Media Center Banner

IMPaCT Investigator Highlights (Text Version) - Dr. Robert K. Bright

Title: Prostate Cancer Vaccines Targeting Over-Expressed Self-Oncoantigens

Investigator: Robert K. Bright, PhD

My current PCRP grant focuses on the question of vaccinating against prostate cancer by targeting novel over-expressed genes that we’ve discovered in prostate cancer cells.

Many of the immunotherapy targets for prostate cancer, and other cancers, fall under a category of an over-expressed self protein. So what that means is a normal self protein, the tumor cells makes more of it, and just that difference in amount possibly could be targeted with a vaccine.

In this particular case we’re talking about a gene product called D52 which is a new gene family that’s unique, conserved, and non-redundant. it shares 86-percent identity with the mouse orthologue which has also been cloned, that code for small intracellular proteins, so it’s not a target for an antibody response but a prime target for a T-cell type response or killer immune cell type response.

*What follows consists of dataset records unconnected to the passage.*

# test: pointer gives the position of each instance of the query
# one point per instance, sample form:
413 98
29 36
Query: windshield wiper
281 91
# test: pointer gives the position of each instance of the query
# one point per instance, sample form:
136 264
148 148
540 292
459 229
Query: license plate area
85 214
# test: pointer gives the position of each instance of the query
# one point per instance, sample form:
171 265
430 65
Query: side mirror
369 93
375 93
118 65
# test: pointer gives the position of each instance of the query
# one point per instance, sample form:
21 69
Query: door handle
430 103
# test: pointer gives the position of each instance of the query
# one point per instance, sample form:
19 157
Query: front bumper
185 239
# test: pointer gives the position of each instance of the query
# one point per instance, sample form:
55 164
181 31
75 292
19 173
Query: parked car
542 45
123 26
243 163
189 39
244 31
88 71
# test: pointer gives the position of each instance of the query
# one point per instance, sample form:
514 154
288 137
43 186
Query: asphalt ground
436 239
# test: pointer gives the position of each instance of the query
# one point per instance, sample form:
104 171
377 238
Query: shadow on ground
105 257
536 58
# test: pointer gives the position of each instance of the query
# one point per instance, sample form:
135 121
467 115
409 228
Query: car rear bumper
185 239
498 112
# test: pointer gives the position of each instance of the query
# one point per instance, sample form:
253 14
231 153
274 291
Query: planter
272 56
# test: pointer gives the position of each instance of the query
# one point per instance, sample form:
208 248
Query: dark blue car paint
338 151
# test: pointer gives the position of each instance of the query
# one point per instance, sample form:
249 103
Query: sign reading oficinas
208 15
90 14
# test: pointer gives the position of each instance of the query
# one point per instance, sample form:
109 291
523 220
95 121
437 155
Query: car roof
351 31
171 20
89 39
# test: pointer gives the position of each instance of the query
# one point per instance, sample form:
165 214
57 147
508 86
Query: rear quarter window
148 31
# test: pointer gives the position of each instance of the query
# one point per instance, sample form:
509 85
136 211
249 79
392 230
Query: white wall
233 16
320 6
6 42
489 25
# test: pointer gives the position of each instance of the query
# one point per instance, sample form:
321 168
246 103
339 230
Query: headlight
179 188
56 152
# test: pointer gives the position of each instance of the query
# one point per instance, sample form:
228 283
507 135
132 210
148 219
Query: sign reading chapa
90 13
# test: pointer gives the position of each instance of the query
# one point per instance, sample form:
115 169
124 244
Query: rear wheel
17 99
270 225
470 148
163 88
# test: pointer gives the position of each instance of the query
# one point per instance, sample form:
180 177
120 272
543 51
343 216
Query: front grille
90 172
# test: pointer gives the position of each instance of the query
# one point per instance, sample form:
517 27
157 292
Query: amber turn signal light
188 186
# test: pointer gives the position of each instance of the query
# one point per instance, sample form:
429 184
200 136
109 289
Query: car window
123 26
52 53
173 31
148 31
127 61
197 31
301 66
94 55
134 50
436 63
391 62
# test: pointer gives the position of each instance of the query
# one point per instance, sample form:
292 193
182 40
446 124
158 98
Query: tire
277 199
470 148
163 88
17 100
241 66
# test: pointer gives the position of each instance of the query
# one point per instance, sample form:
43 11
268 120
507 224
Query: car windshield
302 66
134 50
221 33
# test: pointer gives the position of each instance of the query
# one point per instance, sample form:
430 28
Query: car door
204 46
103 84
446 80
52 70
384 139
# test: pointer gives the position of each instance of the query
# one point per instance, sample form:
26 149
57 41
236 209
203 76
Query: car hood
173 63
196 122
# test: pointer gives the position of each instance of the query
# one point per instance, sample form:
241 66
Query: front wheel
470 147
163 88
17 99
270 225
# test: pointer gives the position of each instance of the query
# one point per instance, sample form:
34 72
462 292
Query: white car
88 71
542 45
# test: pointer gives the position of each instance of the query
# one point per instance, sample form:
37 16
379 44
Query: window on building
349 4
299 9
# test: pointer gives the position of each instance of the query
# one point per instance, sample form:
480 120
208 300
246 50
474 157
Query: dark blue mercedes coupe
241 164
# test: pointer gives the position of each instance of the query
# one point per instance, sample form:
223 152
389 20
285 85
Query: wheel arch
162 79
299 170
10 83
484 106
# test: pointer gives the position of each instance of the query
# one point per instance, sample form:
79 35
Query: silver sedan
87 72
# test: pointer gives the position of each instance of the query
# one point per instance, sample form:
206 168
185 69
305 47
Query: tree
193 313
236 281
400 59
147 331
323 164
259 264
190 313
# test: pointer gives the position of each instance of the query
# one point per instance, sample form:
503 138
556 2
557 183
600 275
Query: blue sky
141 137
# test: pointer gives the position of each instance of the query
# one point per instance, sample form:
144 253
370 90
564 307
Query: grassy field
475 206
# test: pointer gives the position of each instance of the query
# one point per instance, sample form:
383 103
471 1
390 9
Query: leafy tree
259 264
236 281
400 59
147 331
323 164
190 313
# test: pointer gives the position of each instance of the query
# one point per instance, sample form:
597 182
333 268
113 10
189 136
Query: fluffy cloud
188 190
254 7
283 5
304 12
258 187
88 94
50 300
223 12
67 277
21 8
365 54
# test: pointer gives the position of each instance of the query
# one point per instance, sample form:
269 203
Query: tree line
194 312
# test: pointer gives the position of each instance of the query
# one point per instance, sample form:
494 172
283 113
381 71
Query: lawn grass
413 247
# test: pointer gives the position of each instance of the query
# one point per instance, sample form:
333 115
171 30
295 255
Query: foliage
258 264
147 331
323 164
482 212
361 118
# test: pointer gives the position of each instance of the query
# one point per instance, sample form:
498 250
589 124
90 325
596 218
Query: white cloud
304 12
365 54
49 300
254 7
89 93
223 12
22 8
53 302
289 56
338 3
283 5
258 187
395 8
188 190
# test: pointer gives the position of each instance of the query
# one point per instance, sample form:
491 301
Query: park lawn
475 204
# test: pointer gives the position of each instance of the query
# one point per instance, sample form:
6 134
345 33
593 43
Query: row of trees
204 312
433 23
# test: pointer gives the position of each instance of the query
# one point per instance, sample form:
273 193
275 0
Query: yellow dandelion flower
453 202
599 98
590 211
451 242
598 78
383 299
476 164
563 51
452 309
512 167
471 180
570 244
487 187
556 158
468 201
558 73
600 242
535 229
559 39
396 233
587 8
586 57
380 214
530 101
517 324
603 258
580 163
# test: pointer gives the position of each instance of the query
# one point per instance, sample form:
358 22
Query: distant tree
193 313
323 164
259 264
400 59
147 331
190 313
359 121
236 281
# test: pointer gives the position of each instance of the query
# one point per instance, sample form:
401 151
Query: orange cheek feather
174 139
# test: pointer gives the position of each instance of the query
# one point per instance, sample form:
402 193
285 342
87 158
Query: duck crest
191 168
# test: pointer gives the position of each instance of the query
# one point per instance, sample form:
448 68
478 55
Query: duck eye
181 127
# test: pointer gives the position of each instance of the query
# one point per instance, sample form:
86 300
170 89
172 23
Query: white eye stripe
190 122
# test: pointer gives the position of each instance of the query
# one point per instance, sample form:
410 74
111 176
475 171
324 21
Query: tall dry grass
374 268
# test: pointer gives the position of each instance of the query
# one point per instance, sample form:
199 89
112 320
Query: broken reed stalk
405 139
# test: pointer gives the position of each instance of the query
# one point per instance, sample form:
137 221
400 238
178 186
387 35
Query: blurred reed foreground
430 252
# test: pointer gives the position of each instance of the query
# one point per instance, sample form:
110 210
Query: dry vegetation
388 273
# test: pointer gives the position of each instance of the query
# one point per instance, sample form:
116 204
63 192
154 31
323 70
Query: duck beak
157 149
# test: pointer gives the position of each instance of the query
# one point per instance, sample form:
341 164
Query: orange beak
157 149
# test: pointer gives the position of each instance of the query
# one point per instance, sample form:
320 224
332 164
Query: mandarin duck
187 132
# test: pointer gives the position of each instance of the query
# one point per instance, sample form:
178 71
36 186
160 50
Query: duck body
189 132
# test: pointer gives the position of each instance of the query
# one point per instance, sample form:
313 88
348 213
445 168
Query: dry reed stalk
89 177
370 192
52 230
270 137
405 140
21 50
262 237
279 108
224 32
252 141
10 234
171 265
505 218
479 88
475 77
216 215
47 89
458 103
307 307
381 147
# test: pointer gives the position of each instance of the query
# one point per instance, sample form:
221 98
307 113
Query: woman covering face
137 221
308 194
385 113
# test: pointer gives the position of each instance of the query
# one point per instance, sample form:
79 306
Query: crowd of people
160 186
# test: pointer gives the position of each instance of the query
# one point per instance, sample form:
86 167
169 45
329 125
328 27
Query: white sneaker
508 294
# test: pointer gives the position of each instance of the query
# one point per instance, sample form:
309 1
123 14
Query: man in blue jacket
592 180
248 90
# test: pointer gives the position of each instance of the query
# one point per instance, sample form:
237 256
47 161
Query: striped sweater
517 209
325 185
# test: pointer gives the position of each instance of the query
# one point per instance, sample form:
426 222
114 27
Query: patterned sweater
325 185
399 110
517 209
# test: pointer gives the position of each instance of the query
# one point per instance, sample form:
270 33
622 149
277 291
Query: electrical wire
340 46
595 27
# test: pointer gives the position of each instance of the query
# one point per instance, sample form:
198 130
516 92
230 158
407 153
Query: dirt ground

So we moved into preclinical animal models in mice specifically, asking the question--can we immunize mice against this gene product, this protein, even though it’s expressed in mouse normal tissues at fairly high levels. And if we can immunize mice with the mouse protein even though it’s in normal tissues, not cause damage to normal tissues, but actually reject tumor cells then we probably could do that with humans, that would be our hypothesis.

In the first experiment, we looked at immunizing mice just intramuscularly with this protein with some various molecular adjuvants. And what you can see is, if we immunized and didn't--no--no other immune modulations in the animals they didn't--weren't able to reject the tumor, so this is 100-percent tumor bearing, equal to controls. However if we immunized and tried to remove in vivo, or at least down-regulate the presence of TGF Beta-1, which we knew was associated with these tumors, these tumors secret e this. It’s been shown that tumor cells as they grow in a nodule throw this soluble protein out and it interferes with the immune response as it comes, and it renders it ineffective.

TRAMP cells in particular secrete a significant amount of this, and indeed that did interfere, because we could use an antibody that targets TGF Beta and then bring the tumor takedown to about 40-percent. So this is about 60-percent protection which is actually quite good in this tumor model particularly with a brand new target that’s very self in nature. But we wanted to do better so we shifted to a DNA based vaccine and we got it up to about 70-percent protection, right off the bat without any other mod ulation of TGF Beta or anything else. So there’s something that’s very potent about DNA vaccines in this model.

Interestingly, if we use the human gene in the mouse the immune response is even more potent even though the response being generated against the human is actually attacking the mouse gene product in the mouse tumor cells. So it’s what we call xenogeneic immune response. And we’re playing on the hope that this 15, 20-percent difference in amino acid content--mouse to human is enough of a foreign property that you’ll get a more potent immune response against the human in the mouse or conversely the mouse i n the human--if we got that far at clinical trials, but yet can still recognize the mouse protein in mouse tumors and then theoretically the human protein in human tumors.

We also show you it’s durable because survivors here we re-challenged with a heavy dose of tumor cells almost a year later and it still had an immune response that remembered those tumor cells and killed those tumor cells in at least 40 percent of the mice. Still we would like to get to 100-percent, so we’re still pushing that direction, and we are getting closer.

We decided what if we combine the DNA and the protein--not at the same time but in what’s called the prime boost scenario in heterologous because the vehicles are different--DNA based versus soluble protein based. So they’re different biochemical properties.

So we started with DNA, primed the immune system with that because it works so well here, and then ended with a boost of protein and you can see that we got tremendous protection out--quite a ways, almost--almost 90-percent throughout the whole cycle. So we’re getting closer.

The other thing that came out of this experiment is in separate groups of mice that we immunized and should have been protected, we also depleted subsets of T-cells. This is an intracellular protein, so we know by the nature of how the immune system works that T-cells are going to be important in killing these tumor cells. And we wanted to know is it helper subset or the killer subset that--that have the biggest impact? And they answer is they both do, which was a surprise to me, not so much that I didn't think CD4 cells would be involved because we always need help it seems for killer cells to be more potent killers, but I didn't know it would be this great of an effect. So in these mice they have CD8 cells but we took away the help and the CD8 cells couldn’t do what they needed to do. And in these we took away the killers and again it couldn’t do what they needed to do,

So the bottom line there is I think we’ve found a better way to immunize and we know now that we need to make sure the vaccine will employ to the best of its ability both CD4 and CD8 type T-cells in order to completely kill the tumors.

We believe the vaccine is going to be very effective. We also believe when we get a little bit closer to understanding the molecular biology behind why it even exists, there may be other therapeutic approaches that could be applied, along with vaccination, or in lieu of vaccination that might be just as effective or more effective in treating prostate cancer.